Il n'est pas contesté que M. [S] devait, pour les besoins de son travail, se rendre avec son véhicule personnel au domicile ou dans les locaux de clients. Il ressort par ailleurs du dossier qu'il ne venait au bureau que deux matinées par semaine, puis seulement une matinée par semaine à compter d'octobre 2008. Il s'en déduit que certains déplacements chez des clients s'effectuaient depuis son domicile personnel. En application de l'article R. 3261-15 du code du travail, il est fondé à réclamer la prise en charge des frais de carburant du véhicule qui lui permettait d'effectuer les déplacements entre sa résidence habituelle et ses différents lieux de travail, ainsi qu'entre ses différents lieux de travail.

Les pièces versées par la société [D] ASSOCIES SERRIS établissent cependant que c'est sur cette base que M. [S] a fait établir le montant de ses frais de déplacement et que ceux-ci lui ont été réglés par l'employeur (lequel, contestant le calcul du kilométrage depuis le domicile, forme à ce titre une demande reconventionnelle en remboursement).

La demande sera par conséquent rejetée. Le jugement déféré est confirmé sur ce point.

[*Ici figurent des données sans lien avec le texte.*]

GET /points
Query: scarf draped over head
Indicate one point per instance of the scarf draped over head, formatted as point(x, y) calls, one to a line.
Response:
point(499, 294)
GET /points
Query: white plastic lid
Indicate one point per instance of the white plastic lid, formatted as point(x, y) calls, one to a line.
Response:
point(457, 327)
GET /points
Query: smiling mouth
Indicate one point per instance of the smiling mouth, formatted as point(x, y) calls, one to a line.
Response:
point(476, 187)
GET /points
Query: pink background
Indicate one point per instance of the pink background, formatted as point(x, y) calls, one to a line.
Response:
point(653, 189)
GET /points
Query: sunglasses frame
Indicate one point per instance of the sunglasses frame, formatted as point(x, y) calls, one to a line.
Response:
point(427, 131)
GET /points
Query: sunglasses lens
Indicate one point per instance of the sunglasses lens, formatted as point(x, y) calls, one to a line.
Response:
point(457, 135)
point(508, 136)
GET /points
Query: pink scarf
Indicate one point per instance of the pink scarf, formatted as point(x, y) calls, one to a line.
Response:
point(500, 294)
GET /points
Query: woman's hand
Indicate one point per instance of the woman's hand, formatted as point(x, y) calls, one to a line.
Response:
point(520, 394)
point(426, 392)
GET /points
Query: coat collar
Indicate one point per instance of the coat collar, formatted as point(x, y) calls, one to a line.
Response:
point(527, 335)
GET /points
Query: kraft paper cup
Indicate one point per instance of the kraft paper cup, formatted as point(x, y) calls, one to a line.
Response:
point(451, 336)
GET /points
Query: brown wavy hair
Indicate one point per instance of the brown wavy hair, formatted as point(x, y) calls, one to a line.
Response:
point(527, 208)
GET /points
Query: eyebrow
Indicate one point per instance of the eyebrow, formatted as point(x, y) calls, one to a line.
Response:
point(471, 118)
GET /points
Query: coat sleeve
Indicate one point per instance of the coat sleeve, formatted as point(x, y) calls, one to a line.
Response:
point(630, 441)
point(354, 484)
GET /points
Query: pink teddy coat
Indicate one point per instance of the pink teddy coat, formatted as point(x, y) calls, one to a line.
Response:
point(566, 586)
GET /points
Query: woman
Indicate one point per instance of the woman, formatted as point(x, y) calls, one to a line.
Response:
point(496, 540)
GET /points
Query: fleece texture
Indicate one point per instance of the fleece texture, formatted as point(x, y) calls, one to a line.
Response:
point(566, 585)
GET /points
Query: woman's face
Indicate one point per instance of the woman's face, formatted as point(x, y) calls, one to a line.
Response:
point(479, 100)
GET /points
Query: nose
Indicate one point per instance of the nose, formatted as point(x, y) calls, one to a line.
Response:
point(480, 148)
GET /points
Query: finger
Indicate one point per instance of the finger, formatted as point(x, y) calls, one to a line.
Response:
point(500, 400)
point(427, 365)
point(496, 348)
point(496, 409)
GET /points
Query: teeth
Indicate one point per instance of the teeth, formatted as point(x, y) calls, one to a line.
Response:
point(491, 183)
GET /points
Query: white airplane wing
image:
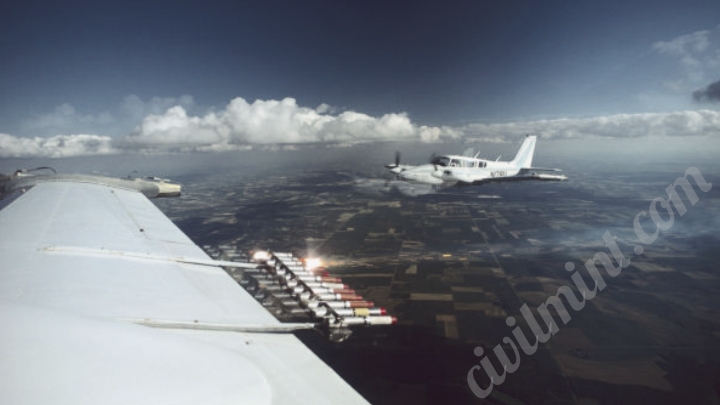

' sur les frais professionnels "[Localité 2]"

M. [S] réclame le remboursement de frais de déplacement chez un client domicilié à [Localité 2] que l'employeur lui a refusé dès le début de la relation de travail en raison d'une prétendue faible rentabilité du dossier ; qu'il a néanmoins dû continuer à se rendre régulièrement à [Localité 2] chez ce client (un déplacement mensuel).

La société [D] ASSOCIES SERRIS oppose qu'il ne s'agissait que d'une supervision de comptes et non pas de la tenue d'une comptabilité nécessitant un déplacement chez le client ; que sauf à ce que, de façon occulte, M. [S] ait tenu la comptabilité dudit client, il n'avait aucune raison de se déplacer chez lui.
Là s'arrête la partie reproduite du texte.